2016-06-30
SIDBHARI, India, Apr. 27 (AP)--A teenage Tibetan monk who fled Chinese-controlled Tibet last year denied on Friday that his escape was influenced by anyone, apparently responding to allegations that he was a Chinese protege.

"The decision to leave my homeland, monastery, monks, parents, family, and the Tibetan people was entirely my own. No one told me to go and no one asked me to come," Ugyen Thinley Dorje, the 17th Karmapa, said in a statement issued ahead of his first news conference.

The Karmapa is one of the highest-ranking monks in Tibetan Buddhism, and the only senior lama to be recognized by both Beijing and the exiled Tibetan religious leader, the Dalai Lama.

His critics and senior Indian security officials claim he is an agent of the Chinese government, speculation that the Dalai Lama has criticized.

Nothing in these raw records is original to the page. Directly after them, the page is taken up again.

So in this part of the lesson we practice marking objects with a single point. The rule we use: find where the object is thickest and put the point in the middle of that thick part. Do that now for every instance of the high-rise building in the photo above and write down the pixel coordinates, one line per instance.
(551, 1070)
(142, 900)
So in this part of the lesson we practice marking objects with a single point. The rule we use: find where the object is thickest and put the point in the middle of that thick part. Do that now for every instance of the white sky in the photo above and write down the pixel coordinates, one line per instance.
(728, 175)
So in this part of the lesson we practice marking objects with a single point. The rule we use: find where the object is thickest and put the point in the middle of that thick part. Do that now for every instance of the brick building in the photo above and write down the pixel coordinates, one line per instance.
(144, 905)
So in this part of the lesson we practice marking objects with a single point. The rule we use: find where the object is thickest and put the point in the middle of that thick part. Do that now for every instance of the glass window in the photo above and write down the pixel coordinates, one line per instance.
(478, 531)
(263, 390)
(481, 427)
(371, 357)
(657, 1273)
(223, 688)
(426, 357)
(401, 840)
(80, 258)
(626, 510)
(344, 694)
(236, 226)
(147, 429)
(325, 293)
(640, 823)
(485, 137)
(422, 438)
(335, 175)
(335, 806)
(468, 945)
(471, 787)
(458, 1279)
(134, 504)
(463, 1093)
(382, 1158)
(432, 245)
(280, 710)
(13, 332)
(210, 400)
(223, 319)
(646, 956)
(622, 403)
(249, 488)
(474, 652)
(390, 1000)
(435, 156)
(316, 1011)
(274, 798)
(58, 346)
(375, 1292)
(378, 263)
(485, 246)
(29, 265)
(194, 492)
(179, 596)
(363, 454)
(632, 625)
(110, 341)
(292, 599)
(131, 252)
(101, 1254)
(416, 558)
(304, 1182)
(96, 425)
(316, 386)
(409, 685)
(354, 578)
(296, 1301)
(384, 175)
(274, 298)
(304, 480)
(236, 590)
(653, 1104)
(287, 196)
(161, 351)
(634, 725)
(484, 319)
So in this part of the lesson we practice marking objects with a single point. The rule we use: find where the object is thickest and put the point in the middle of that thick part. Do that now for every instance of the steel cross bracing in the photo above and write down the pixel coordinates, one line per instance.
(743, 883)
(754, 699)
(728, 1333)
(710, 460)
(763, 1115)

The Karmapa arrived in Dharmsala, the northern Indian home of the Tibetan government-in-exile, in January 2000 after an 875-mile (1,408-kilometer) journey through the snowbound Himalayas.

Indian officials say his escape was aided by Chinese authorities, who helped him clear the rugged and heavily guarded frontier to India through Nepal in only eight days.

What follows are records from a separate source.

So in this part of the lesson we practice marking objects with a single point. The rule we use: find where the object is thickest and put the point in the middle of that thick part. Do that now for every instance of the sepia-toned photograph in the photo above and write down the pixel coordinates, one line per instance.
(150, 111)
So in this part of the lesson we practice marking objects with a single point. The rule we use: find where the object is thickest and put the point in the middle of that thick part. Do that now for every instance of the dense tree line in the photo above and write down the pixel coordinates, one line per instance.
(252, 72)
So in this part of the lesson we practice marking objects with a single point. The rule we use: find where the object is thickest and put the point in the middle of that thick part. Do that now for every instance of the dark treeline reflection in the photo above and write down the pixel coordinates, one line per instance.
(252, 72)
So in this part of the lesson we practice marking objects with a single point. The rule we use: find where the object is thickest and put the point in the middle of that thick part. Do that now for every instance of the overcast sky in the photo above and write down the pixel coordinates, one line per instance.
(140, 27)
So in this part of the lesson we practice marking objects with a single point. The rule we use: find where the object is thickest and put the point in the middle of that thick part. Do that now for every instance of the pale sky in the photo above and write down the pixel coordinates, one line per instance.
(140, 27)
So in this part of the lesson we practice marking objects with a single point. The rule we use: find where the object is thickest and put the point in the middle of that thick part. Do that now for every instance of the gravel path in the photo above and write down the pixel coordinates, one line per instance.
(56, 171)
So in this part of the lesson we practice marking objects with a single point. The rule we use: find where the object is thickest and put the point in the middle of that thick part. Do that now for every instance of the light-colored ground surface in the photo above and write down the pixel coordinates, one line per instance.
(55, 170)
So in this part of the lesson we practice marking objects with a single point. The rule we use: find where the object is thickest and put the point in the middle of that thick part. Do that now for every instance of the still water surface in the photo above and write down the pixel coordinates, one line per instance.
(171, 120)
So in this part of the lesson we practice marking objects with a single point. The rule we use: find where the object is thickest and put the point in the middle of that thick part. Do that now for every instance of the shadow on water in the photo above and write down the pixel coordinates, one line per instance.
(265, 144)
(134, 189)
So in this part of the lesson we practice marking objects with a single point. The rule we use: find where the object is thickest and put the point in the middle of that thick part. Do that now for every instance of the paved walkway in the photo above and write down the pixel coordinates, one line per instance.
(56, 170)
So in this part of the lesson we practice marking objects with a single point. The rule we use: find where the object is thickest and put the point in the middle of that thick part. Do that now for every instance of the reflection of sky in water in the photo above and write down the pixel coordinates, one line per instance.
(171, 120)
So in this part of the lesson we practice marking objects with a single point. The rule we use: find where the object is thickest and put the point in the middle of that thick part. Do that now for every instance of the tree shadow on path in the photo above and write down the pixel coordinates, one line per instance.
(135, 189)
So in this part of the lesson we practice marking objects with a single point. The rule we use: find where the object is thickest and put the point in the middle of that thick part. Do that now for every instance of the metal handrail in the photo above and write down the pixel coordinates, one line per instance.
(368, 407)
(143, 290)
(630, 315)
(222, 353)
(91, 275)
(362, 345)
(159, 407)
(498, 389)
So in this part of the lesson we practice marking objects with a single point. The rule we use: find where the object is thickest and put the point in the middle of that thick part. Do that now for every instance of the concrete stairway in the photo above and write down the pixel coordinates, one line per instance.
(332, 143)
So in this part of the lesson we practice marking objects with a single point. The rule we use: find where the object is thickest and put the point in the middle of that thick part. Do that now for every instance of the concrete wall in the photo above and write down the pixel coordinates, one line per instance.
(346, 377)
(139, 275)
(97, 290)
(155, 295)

The Karmapa heads the Karma Kagyu sect and is considered by his followers to be the reincarnation of his predecessor.

The teenage monk spent 13 months restricted to monasteries near Dharmsala until Indian officials granted him refugee status last month.

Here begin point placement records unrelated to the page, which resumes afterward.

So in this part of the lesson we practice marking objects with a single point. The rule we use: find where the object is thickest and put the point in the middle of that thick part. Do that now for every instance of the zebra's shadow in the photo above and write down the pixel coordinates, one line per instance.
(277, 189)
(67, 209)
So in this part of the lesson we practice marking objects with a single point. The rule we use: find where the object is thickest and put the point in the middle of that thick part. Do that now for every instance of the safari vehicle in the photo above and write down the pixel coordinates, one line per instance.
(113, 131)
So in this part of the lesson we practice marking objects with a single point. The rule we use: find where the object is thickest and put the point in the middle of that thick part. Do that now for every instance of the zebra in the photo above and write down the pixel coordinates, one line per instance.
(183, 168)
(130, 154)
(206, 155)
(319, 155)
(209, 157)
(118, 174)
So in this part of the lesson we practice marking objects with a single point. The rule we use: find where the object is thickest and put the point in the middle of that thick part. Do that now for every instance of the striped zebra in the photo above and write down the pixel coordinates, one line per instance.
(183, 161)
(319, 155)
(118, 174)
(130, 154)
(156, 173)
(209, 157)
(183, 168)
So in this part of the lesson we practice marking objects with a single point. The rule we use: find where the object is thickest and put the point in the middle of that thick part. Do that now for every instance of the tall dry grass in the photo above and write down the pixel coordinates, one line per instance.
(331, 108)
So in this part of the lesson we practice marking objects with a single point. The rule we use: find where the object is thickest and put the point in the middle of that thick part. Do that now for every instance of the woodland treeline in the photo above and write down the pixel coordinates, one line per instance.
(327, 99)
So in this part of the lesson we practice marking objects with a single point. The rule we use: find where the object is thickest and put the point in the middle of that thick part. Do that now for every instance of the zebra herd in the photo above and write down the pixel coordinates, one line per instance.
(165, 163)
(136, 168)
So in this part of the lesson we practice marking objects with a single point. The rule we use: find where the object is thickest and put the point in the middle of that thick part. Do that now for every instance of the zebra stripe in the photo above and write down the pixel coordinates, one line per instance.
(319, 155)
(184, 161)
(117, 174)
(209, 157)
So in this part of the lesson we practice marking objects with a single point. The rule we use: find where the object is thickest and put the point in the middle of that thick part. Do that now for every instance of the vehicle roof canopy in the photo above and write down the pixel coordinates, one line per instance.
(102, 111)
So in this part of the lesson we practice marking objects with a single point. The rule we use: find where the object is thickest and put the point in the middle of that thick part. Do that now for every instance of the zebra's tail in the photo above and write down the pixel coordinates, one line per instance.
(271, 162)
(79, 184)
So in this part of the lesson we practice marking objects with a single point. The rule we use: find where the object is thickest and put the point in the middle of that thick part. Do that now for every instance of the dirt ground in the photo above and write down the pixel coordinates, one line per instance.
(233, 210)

The Karmapa also said on Friday that he was eager to visit Rumtek, in the northeastern state of Sikkim, where the traditional seat of the Karmapa is located in a remote Buddhist monastery.

"Going to the Rumtek monastery would be like returning home to continue the activity of my predecessor. This is why I consider it so important," the Karmapa said.

India has refused him permission to travel to Rumtek, and a senior Indian security official said in New Delhi on Friday that permission was unlikely. The official spoke on condition of anonymity.

The 16th Karmapa brought his crown with him when he fled Chinese-ruled Tibet in 1959 and deposited it in his monastery at Rumtek, in what was then the Buddhist kingdom of Sikkim. The previous Karmapa died in 1981.

The Karmapa said he urged Indian authorities to let him travel abroad.

"I am also confident that just as my predecessor did, I will be able to travel abroad to meet my numerous disciples," he said. "I have submitted an application to the proper authorities."

He also said that he was not going to engage in any political activity.

"I am preparing for my life's work: to teach and study Buddhism and to encourage compassion and wisdom within the hearts of all beings," he said.